Let’s move away from our fixation on GDP, and let’s instead think about GPI, a Genuine Progress Index, to measure our activities.
Let’s use GPI to accentuate the positive, in a community:
- where the benefits, including the potential for wealth creation, are owned by the citizens of our nation;
- where tax revenues and government expenditures are targeted at positive results;
- and where we can deal with the challenges of climate change, over-population, over consumption, wastage, peak oil, oil depletion, and the growth of GDP.
Last week marked the 50th anniversary of a ground-breaking speech accurately forecasting the 1970 peaking of United States oil production.
These are the challenges and the opportunities we should be turning our minds to - like how do we maintain current roads and increase public and freight transport through a national electrified and city light rail system; how we reduce the gap between low income taxpayers and the average income; and how we raise the minimum wage to at least $12.50
MAORI AND TAXES
Madam Speaker, taxes have always been a huge issue for Maori, both inside this House and out.
Rongomaiwahine MP, Tiaki Omana, MP for Eastern Maori in 1943, raised many of the same issues we talk about today. Omana noted that:
- settlements should not be reached without full and proper investigations;
- independent Maori efforts to improve local economies were being frustrated by the inability to raise loans; and that
- without access to investment capital or a sustainable economic base, Maori people could not break out of the cycle of subsistence living.
So these are not new issues here.
Madam Speaker, reducing compliance and tax costs is also an issue very relevant to movers and shakers within Maoridom.
We have spoken proudly in this House on the unique contribution that Mäori enterprise and entrepreneurship has made to our nation's economy.

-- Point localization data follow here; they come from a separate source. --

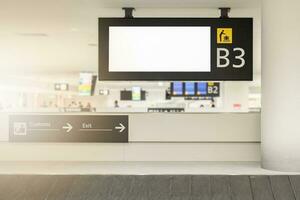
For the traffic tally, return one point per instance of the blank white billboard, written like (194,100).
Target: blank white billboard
(159,49)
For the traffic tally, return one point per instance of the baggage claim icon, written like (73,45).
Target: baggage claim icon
(224,35)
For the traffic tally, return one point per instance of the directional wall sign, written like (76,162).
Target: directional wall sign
(68,128)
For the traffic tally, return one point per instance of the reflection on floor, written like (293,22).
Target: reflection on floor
(148,187)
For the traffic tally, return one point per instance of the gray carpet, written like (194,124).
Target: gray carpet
(149,187)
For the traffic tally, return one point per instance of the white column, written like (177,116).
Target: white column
(281,85)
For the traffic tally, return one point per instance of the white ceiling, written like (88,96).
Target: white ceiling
(60,35)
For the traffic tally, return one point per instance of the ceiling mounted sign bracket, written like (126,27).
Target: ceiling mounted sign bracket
(224,12)
(128,12)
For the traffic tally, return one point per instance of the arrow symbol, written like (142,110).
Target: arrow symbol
(121,128)
(68,127)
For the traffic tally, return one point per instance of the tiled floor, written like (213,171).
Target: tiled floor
(148,187)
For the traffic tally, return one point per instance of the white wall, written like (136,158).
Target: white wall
(280,81)
(155,137)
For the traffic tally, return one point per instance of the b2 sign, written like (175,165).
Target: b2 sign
(175,49)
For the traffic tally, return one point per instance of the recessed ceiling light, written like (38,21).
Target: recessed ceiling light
(33,34)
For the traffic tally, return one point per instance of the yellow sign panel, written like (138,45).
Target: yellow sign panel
(224,35)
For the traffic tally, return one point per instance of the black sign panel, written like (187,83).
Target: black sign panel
(231,49)
(68,128)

And I point out that many Maori people are dedicated to securing economic independence through business activity, and this Bill proposes a number of changes which will help small businesses.
CONCLUSION
Finally, Madam Speaker, I return to the bigger picture again.
Like many other pieces of recent legislation, this Bill approaches a significant issue in a piecemeal fashion.

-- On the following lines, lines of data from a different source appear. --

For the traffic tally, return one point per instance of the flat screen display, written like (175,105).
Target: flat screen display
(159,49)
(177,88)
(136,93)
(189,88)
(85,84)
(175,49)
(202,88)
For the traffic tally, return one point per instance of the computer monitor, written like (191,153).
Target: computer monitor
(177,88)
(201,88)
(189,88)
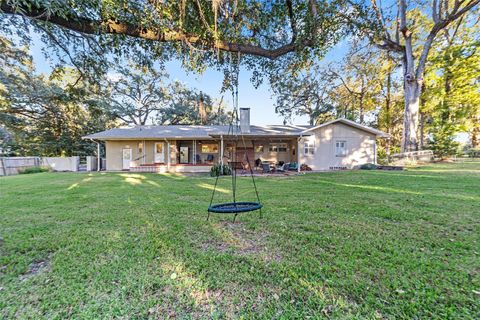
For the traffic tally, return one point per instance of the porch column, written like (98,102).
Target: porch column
(298,153)
(221,150)
(99,160)
(168,156)
(194,159)
(144,155)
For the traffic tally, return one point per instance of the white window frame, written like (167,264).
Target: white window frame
(340,151)
(275,147)
(309,147)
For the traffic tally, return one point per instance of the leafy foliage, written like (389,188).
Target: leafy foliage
(46,116)
(220,170)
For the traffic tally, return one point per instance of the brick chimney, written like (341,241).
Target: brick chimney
(245,120)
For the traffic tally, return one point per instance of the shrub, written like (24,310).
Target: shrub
(473,153)
(368,166)
(219,169)
(33,170)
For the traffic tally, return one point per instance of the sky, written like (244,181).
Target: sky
(260,101)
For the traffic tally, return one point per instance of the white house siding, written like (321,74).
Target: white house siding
(360,147)
(114,148)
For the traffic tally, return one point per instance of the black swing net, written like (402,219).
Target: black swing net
(238,161)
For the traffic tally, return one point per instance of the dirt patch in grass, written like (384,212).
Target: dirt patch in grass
(239,240)
(37,267)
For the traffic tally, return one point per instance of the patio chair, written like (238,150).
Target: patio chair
(293,166)
(266,167)
(283,168)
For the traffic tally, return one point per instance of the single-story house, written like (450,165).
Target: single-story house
(338,144)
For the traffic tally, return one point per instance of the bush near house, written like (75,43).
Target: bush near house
(361,244)
(30,170)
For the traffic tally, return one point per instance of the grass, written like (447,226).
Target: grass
(353,244)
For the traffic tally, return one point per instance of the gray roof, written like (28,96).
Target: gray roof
(206,132)
(192,131)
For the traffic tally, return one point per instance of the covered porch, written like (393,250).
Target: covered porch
(200,155)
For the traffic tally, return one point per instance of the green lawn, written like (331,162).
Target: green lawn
(353,244)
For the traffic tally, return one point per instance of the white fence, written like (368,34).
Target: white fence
(61,163)
(12,165)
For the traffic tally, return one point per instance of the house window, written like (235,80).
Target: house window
(209,148)
(341,148)
(277,147)
(309,147)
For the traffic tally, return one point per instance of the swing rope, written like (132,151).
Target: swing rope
(235,131)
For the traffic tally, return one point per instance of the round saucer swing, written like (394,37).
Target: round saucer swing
(235,135)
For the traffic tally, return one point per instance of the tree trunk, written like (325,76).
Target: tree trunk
(422,130)
(388,118)
(475,135)
(410,122)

Last month we dealt with the Trans-Pacific Strategic Economic Partnership Bill, and in this Bill today, we see many of the same themes.
While other countries such as USA, EU, India, Brazil, China, Singapore, Chile, protect their national interests, our government continues to travel down a road of ‘open access’.
There are new groups challenging globalisation, including the Zapatistas I referred to last night, the Subcomandate Marcos, the Chittaroopa Palit from the Indian Narmada Valley and the Brazilian Sem Terra people.
Similar challenges are also being made here by Pakeha academic Jane Kelsey who reminds us that we are “vulnerable in a grossly unequal global economy” which “eliminates many of our options to respond to the challenges that confront us”.
We all have a part to play in ensuring a fair and equitable system of gathering the revenue necessary for efficiently managing our economy.
We need to think local, while respecting the big picture; to encourage growth and productivity; to encourage savings; and to ensure our tax system works to help all of our citizens and not just the rich.
In closing, Madam Speaker, I remind the House of the words of Nelson Mandela who said:
Political power should be the basis
for the economic empowerment of the people
I urge that we exercise that power wisely.